In big-screen entertainment terms, "Magnificent Desolation" is, hands down, the winner. Yet it doesn't ask you to do more than appreciate Our Men of the Space Program. The film is sponsored by the military-industrial complex -- a partnership of NASA and Lockheed Martin -- and it's narrated by a Hollywood powerbase that includes Tom Hanks and Morgan Freeman. Its sensory wonders are temporary; you toss them into the same receiving bin used to collect the 3D glasses.
"Sidewalk Astronomer," which lures you into Dobson's mental universe, is a wonderful portrait of an intellectually tireless seeker. But we're delving into someone's soul; we're taking an inspirational intra-voyage.
Neither movie feels transformational enough. They won't be remembered much beyond this month, let alone register a place in the pantheon of outer-space extravaganzas such as Stanley Kubrick's "2001: A Space Odyssey," Ridley Scott's "Alien" and, yes, "Star Wars." Those movie journeys don't just tell a compelling story; they transport us right out of our terrestrial bucket seats and into the limitless mystery that spreads so unfathomably beyond us.
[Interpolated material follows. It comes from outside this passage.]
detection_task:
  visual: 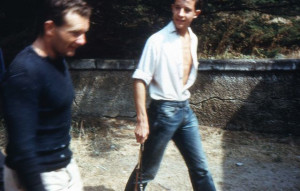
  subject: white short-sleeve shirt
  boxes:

We do want to get home safely, though.
Remember the brilliant poster ad for "Alien" -- "In space, no one can hear you scream"? In eight words, it told you everything. Maybe what we're ultimately looking for is a concise evocation of space. And sometimes the smaller-scale observations of one man and his telescope can be more compelling than an army of technicians trying to rebuild the moon.